As I reported two weeks ago, Bush's disapproval numbers have now equaled Nixon's worst. The Washington Post picks up on this story today, noting that not only are Bush's disapproval numbers equal to Nixon (in polling terms, one point is the same thing as equal), but that they have been this high for longer than Nixon:
Nixon remains the most unpopular modern president, though barely. His disapproval rating reached 66 percent on Aug. 5, 1974, four days before he resigned amid Watergate. Harry S. Truman reached Bush's current disapproval rating of 65 percent in February 1952 amid the unpopular Korean War. George H.W. Bush came close before losing his bid for reelection in 1992, with 64 percent disapproval.
The current president, though, has endured bad numbers longer than Nixon or his father did and longer than anyone other than Truman. His disapproval rating has topped 50 percent for more than two years. And though Truman hit 65 percent once, Bush has hit that high three times in the past 14 months.
Predictably, even though their own poll is showing these numbers, the same Washington Post that finds ¼ inch of Senator Clinton's cleavage "provocative", and editorializes against Democrats for not offering Republicans a meaningless way to worm out appearing to support the Iraq war, writes an article first arguing that Bush does not deserve such a low approval rating:
Many presidents over the past 70 years have faced greater or more immediate crises without falling as far in the public mind -- Vietnam claimed far more American lives than Iraq, the Iranian hostage crisis made the United States look impotent, race riots and desegregation tore the country apart, the oil embargo forced drivers to wait for hours to fill up, the Soviets seemed to threaten the nation's survival.
"It's astonishing," said Pat Caddell, who was President Jimmy Carter's pollster. "It's hard to look at the situation today and say the country is absolutely 15 miles down in the hole. The economy's not that bad -- for some people it is, but not overall. Iraq is terribly handled, but it's not Vietnam; we're not losing 250 people a week. . . . We don't have that immediate crisis, yet the anxiety about the future is palpable. And the feeling about him is he's irrelevant to that. I think they've basically given up on him."

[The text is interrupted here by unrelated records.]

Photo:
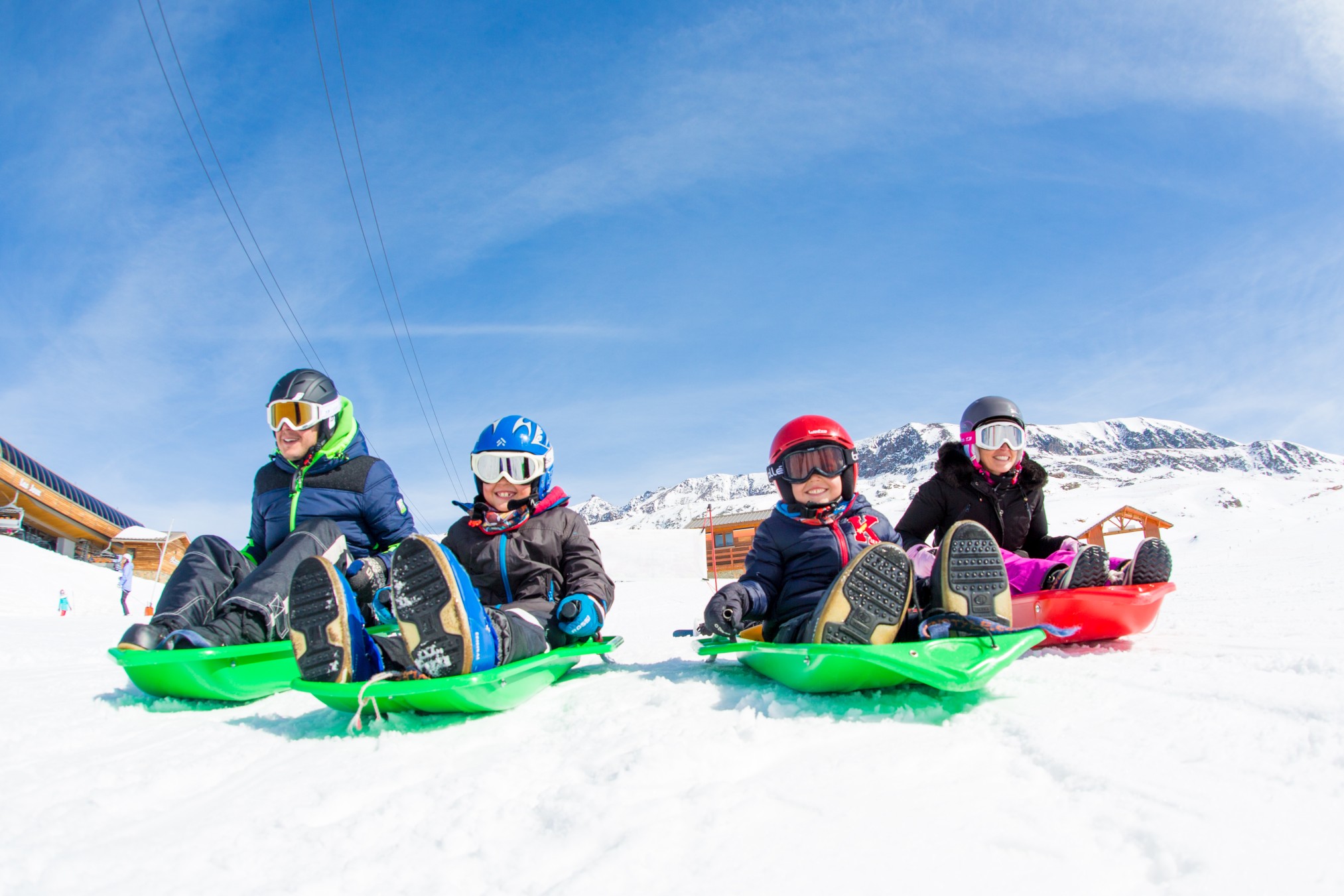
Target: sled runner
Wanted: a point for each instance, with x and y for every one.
(239, 673)
(1100, 614)
(491, 691)
(947, 664)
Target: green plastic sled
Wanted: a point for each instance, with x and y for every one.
(948, 664)
(246, 672)
(492, 691)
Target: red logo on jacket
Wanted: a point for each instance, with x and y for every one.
(863, 533)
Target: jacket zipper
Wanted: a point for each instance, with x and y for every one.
(844, 546)
(296, 488)
(508, 590)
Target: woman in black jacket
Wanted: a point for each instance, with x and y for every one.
(988, 478)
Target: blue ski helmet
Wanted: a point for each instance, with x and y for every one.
(516, 433)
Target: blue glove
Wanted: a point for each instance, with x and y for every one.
(580, 615)
(366, 576)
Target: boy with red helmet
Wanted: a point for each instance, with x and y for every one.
(825, 567)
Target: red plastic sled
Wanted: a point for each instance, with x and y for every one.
(1101, 614)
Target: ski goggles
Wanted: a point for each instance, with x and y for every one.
(991, 436)
(800, 465)
(300, 415)
(518, 468)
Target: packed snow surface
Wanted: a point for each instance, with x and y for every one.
(1205, 757)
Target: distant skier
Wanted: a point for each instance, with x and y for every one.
(322, 495)
(987, 478)
(125, 568)
(516, 576)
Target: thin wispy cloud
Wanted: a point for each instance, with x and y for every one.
(748, 212)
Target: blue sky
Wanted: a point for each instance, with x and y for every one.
(664, 229)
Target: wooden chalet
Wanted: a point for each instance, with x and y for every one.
(1124, 521)
(153, 554)
(728, 542)
(40, 507)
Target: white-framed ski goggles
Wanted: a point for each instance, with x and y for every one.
(991, 436)
(300, 415)
(518, 468)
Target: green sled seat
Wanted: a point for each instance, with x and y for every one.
(492, 691)
(948, 664)
(237, 674)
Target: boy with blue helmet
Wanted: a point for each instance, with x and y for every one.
(519, 575)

And then blaming it on the blogosphere:
Today cable news, talk radio and the Internet have made information far more available, while providing easy outlets for rage and polarization. Public disapproval of Bush is not only broad but deep; 52 percent of Americans "strongly" disapprove of his performance and 28 percent describe themselves as "angry."
"A lot of the commentary that comes out of the Internet world is very harsh," said Frank J. Donatelli, White House political director for Ronald Reagan. "That has a tendency to reinforce people's opinions and harden people's opinions."
OK, as much as of a blogosphere triumphalist as I tend to be, even I think it is a stretch to argue that we bloggers are the reason Bush has such a sucky approval rating. The real reason Bush's disapproval is so high, despite the "not that bad" economy, is that it isn't good for most people, not just some. As Bondad has down, job growth under Bush is the worst in decades, and those who do have jobs haven't had a raise in seven years (on average). Record deficits immediately following a surplus, not to mention the attempt to destroy social security, probably also didn't improve Bush's image of economic stewardship. As far as Iraq goes, no, not as many Americans are dying as did in Vietnam, but Americans don't use that as their point of expectation for how badly a war is going anymore. More likely reference points are the First Gulf War, as well as repeated claims from the Bush administration about how easy Iraq was going to be, how the mission was accomplished, how the insurgency is repeatedly in its last throes, and how things are supposedly getting better and better in Iraq all the time, even though the death toll keeps rising. There is also the off chance that both Iraq and Hurricane Katrina made American look more impotent to many of its citizens than even the hostage crisis did. Record prices of gas might remind a few Americans of the oil embargo, too. Or maybe, just maybe, after a decade of peace and prosperity in the 1990's, Americans have come to expect a little more than regular race riots, record gas prices when adjusted for inflation, being dealt international humiliation at the hands of a theocratic regime, a stagnant economy, and 35 dead American soldiers a day before disapproving of a president. Then again, right now America is actually close to facing elements of all of that at once.
Ah, forget that. What whiners! How dare Americans disapprove of Bush until 20,000 American soldiers have died, gas costs $8 a gallon, three more major American cities are destroyed by natural disasters, and we have entered a full-blown economic depression! They should have known what was coming from Bush's first inaugural address when he declared that "Our Long National Nightmare Of Peace And Prosperity Is Finally Over." Expectations should have been lowered accordingly. We can't possibly expect Bush to be as good as Clinton, after all. I mean Clinton was a Rhodes scholar who worked his way up from public schools, people. A Rhodes scholar! How can a C student who got into Yale due to family connections like Bush possibly compete with that? Perhaps Bush's disapproval rating should be grading on a curve. I'm sure Fred Hiatt would agree.